Phase I Prospective Trial of TAS-102 (trifluridine and tipiracil) and Radioembolization with 90Y Resin Microspheres for Chemo-refractory Colorectal Liver Metastases

Wednesday, March 8, 2023

3:45 PM – 3:54 PM

Location: Phoenix Convention Center, 224AB

Abstract Speaker(s)

Nicholas Fidelman, MD (he/him/his)

Professor
University Of California San Francisco

Disclosure(s): Boston Scientific: Research Grant or Support (); Merck: Research Grant or Support (); Sirtex Medical: Research Grant or Support ()

Author/Co-author(s)

CA

Chloe Atreya, MD, PhD

Associate Professor of Medicine
University of California San Francisco
MG

Madelin Griffith, BS

Senior Clinical Research Coordinator
University of California San Francisco
AM

Alexandra Milloy, BS

Senior Clinical Research Coordinator
University of California San Francisco
JC

Julia Carnevale, MD

Assistant Professor of Medicine
University of California San Francisco
AV

Alan Venook, MD

Professor of Medicine
University of California San Francisco
KV

Katherine Van Loon, MD

Associate Professor of Medicine
University of California San Francisco

Disclosure(s):

Nicholas Fidelman, MD: Boston Scientific: Research Grant or Support (); Merck: Research Grant or Support (); Sirtex Medical: Research Grant or Support ()

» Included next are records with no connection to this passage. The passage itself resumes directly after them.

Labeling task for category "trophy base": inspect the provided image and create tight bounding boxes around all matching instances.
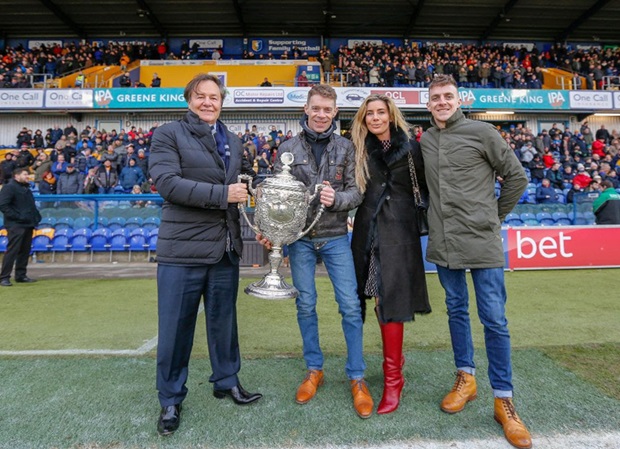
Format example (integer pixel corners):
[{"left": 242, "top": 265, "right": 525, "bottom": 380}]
[{"left": 243, "top": 273, "right": 299, "bottom": 299}]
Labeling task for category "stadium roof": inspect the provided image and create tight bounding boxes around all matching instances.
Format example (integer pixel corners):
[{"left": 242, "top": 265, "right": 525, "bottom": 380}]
[{"left": 0, "top": 0, "right": 620, "bottom": 44}]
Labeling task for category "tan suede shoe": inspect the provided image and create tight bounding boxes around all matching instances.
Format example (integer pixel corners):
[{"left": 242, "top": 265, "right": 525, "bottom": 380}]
[
  {"left": 439, "top": 371, "right": 478, "bottom": 413},
  {"left": 351, "top": 379, "right": 374, "bottom": 419},
  {"left": 295, "top": 369, "right": 323, "bottom": 404},
  {"left": 494, "top": 398, "right": 532, "bottom": 449}
]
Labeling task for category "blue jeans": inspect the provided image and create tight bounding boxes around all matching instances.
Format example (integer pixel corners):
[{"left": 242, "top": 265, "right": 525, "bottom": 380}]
[
  {"left": 157, "top": 254, "right": 241, "bottom": 407},
  {"left": 288, "top": 235, "right": 366, "bottom": 379},
  {"left": 437, "top": 265, "right": 512, "bottom": 397}
]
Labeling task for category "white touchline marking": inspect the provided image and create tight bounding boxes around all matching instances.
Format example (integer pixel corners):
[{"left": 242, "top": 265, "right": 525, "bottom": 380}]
[{"left": 0, "top": 303, "right": 204, "bottom": 356}]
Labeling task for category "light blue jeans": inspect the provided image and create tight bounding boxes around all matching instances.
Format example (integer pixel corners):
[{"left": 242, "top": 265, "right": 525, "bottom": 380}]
[
  {"left": 288, "top": 235, "right": 366, "bottom": 379},
  {"left": 437, "top": 265, "right": 513, "bottom": 397}
]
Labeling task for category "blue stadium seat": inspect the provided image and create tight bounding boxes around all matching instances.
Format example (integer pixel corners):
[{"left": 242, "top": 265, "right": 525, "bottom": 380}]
[
  {"left": 147, "top": 233, "right": 158, "bottom": 259},
  {"left": 128, "top": 234, "right": 149, "bottom": 262},
  {"left": 88, "top": 228, "right": 110, "bottom": 262},
  {"left": 54, "top": 227, "right": 73, "bottom": 237},
  {"left": 97, "top": 217, "right": 110, "bottom": 228},
  {"left": 37, "top": 217, "right": 56, "bottom": 229},
  {"left": 51, "top": 233, "right": 71, "bottom": 262},
  {"left": 504, "top": 212, "right": 523, "bottom": 226},
  {"left": 568, "top": 211, "right": 588, "bottom": 226},
  {"left": 125, "top": 217, "right": 144, "bottom": 231},
  {"left": 31, "top": 234, "right": 52, "bottom": 253},
  {"left": 71, "top": 234, "right": 90, "bottom": 262},
  {"left": 110, "top": 232, "right": 127, "bottom": 251},
  {"left": 142, "top": 217, "right": 161, "bottom": 231},
  {"left": 551, "top": 212, "right": 573, "bottom": 226},
  {"left": 110, "top": 233, "right": 129, "bottom": 262},
  {"left": 54, "top": 217, "right": 73, "bottom": 230},
  {"left": 91, "top": 228, "right": 112, "bottom": 242},
  {"left": 536, "top": 212, "right": 555, "bottom": 226},
  {"left": 108, "top": 217, "right": 127, "bottom": 231},
  {"left": 73, "top": 228, "right": 93, "bottom": 239},
  {"left": 73, "top": 217, "right": 93, "bottom": 229},
  {"left": 125, "top": 228, "right": 149, "bottom": 237},
  {"left": 520, "top": 212, "right": 540, "bottom": 226}
]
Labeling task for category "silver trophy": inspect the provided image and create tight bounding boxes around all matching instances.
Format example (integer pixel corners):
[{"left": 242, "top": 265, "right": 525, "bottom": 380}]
[{"left": 239, "top": 153, "right": 325, "bottom": 299}]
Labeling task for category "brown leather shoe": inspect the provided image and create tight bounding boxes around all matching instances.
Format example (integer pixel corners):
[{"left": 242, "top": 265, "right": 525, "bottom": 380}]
[
  {"left": 295, "top": 369, "right": 323, "bottom": 404},
  {"left": 494, "top": 398, "right": 532, "bottom": 449},
  {"left": 439, "top": 371, "right": 478, "bottom": 413},
  {"left": 351, "top": 379, "right": 374, "bottom": 419}
]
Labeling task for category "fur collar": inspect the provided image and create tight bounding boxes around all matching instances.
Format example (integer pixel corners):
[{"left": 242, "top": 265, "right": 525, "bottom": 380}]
[{"left": 366, "top": 126, "right": 412, "bottom": 165}]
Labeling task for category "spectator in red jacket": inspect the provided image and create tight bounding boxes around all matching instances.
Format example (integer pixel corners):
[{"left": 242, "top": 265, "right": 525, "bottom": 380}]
[
  {"left": 573, "top": 164, "right": 592, "bottom": 189},
  {"left": 592, "top": 137, "right": 606, "bottom": 159}
]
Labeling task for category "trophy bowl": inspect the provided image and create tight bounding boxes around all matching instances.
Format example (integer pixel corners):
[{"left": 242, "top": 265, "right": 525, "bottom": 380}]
[{"left": 239, "top": 153, "right": 325, "bottom": 299}]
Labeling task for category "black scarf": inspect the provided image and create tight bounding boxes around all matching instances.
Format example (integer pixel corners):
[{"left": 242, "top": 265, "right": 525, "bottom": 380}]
[{"left": 187, "top": 111, "right": 230, "bottom": 170}]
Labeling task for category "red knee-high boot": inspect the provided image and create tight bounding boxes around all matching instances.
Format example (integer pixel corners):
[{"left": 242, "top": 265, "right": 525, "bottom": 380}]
[{"left": 377, "top": 323, "right": 405, "bottom": 415}]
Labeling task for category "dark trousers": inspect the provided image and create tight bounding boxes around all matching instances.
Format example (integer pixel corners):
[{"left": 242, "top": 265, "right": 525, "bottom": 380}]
[
  {"left": 157, "top": 255, "right": 241, "bottom": 407},
  {"left": 0, "top": 228, "right": 34, "bottom": 279}
]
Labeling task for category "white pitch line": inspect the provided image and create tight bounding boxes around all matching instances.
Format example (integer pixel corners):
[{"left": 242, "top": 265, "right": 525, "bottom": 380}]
[
  {"left": 314, "top": 431, "right": 620, "bottom": 449},
  {"left": 0, "top": 303, "right": 204, "bottom": 356}
]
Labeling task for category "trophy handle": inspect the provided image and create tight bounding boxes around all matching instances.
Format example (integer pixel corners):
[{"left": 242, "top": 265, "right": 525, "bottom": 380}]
[
  {"left": 295, "top": 204, "right": 325, "bottom": 240},
  {"left": 295, "top": 184, "right": 325, "bottom": 240},
  {"left": 237, "top": 175, "right": 256, "bottom": 196},
  {"left": 237, "top": 175, "right": 261, "bottom": 234},
  {"left": 308, "top": 183, "right": 325, "bottom": 203}
]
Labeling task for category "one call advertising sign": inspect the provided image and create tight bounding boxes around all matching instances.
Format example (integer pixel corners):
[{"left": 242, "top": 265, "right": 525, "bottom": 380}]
[{"left": 508, "top": 226, "right": 620, "bottom": 270}]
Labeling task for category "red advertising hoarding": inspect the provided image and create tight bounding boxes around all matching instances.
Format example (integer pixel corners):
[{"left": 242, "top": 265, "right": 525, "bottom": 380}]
[{"left": 508, "top": 226, "right": 620, "bottom": 270}]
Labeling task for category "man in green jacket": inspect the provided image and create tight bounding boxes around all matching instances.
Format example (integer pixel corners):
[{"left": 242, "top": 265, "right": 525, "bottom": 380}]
[
  {"left": 592, "top": 180, "right": 620, "bottom": 224},
  {"left": 420, "top": 75, "right": 532, "bottom": 448}
]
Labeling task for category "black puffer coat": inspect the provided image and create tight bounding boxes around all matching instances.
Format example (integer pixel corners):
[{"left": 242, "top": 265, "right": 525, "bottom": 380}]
[
  {"left": 149, "top": 111, "right": 255, "bottom": 264},
  {"left": 351, "top": 128, "right": 431, "bottom": 322},
  {"left": 0, "top": 179, "right": 41, "bottom": 229}
]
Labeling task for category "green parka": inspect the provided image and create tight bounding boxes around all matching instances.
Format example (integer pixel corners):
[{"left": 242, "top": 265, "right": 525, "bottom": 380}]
[{"left": 420, "top": 109, "right": 528, "bottom": 269}]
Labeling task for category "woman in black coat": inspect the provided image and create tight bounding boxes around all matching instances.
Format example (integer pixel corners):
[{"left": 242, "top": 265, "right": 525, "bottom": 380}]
[{"left": 351, "top": 95, "right": 431, "bottom": 414}]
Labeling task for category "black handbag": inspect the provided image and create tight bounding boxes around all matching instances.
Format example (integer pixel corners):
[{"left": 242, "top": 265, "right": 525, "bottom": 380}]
[{"left": 407, "top": 153, "right": 428, "bottom": 236}]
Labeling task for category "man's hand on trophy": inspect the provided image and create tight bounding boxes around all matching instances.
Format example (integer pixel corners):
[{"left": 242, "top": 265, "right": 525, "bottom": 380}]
[
  {"left": 228, "top": 182, "right": 248, "bottom": 203},
  {"left": 256, "top": 234, "right": 273, "bottom": 249},
  {"left": 320, "top": 181, "right": 336, "bottom": 207}
]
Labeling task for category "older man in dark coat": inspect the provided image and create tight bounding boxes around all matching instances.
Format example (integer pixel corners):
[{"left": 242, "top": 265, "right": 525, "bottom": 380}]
[
  {"left": 0, "top": 168, "right": 41, "bottom": 287},
  {"left": 149, "top": 74, "right": 262, "bottom": 435}
]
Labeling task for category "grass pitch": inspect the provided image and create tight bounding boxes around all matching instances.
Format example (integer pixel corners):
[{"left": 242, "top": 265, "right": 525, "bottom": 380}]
[{"left": 0, "top": 270, "right": 620, "bottom": 449}]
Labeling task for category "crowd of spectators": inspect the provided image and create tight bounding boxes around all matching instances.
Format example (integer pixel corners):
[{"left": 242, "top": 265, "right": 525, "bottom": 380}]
[
  {"left": 319, "top": 43, "right": 620, "bottom": 89},
  {"left": 499, "top": 121, "right": 620, "bottom": 204},
  {"left": 0, "top": 123, "right": 158, "bottom": 194},
  {"left": 0, "top": 115, "right": 620, "bottom": 204},
  {"left": 0, "top": 41, "right": 620, "bottom": 89}
]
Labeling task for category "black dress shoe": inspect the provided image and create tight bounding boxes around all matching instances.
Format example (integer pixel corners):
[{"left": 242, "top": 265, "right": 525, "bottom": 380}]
[
  {"left": 213, "top": 384, "right": 263, "bottom": 405},
  {"left": 15, "top": 276, "right": 37, "bottom": 284},
  {"left": 157, "top": 404, "right": 181, "bottom": 436}
]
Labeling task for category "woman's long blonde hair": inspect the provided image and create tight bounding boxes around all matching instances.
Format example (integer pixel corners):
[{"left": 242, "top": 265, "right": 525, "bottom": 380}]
[{"left": 351, "top": 94, "right": 411, "bottom": 193}]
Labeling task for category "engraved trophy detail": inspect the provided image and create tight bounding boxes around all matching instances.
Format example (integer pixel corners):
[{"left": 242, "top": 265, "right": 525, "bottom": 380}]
[{"left": 239, "top": 153, "right": 325, "bottom": 299}]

Purpose: Clinical efficacy of Yttrium-90 (⁹⁰Y) radioembolization (TARE) for patients with chemotherapy-refractory metastatic colorectal cancer (mCRC) is limited by extrahepatic disease progression. TAS-102 (trifluridine and tipiracil) has overall survival benefit for patients with refractory mCRC and may be a radiosensitizer. The purpose of this study was to evaluate safety and efficacy of combination of TAS-102 and TARE for patients with chemotherapy-refractory mCRC.

Materials and Methods:

Adult patients with bilobar liver-dominant chemo-refractory mCRC were treated with sequential lobar TARE (body surface area dosimetry) using ⁹⁰Y resin microspheres in combination with TAS-102 (20mg/m², 27mg/m², and 35mg/m²) in 28-day cycles according to 3+3 dose escalation design with a 12-patient dose expansion cohort. Primary objectives were to determine maximum tolerated dose (MTD) of TAS-102 and to establish safety of TAS-102 in combination with TARE.

Results: A total of 21 patients (14 women, 7 men) with median age of 60 years were enrolled. No dose limiting toxicities were observed. Treatment related severe adverse events included cytopenias (10 patients, 48%) and radioembolization-induced liver disease (2 patients, 10%). Disease control rate in the liver lobes treated with TARE was 100%. Best observed radiographic responses were partial response for 4 patients (19%) and stable disease for 12 patients (57%).

Conclusion: The combination of TAS-102 and TARE for patients with liver-dominant mCRC is safe and consistently achieved disease control within the liver.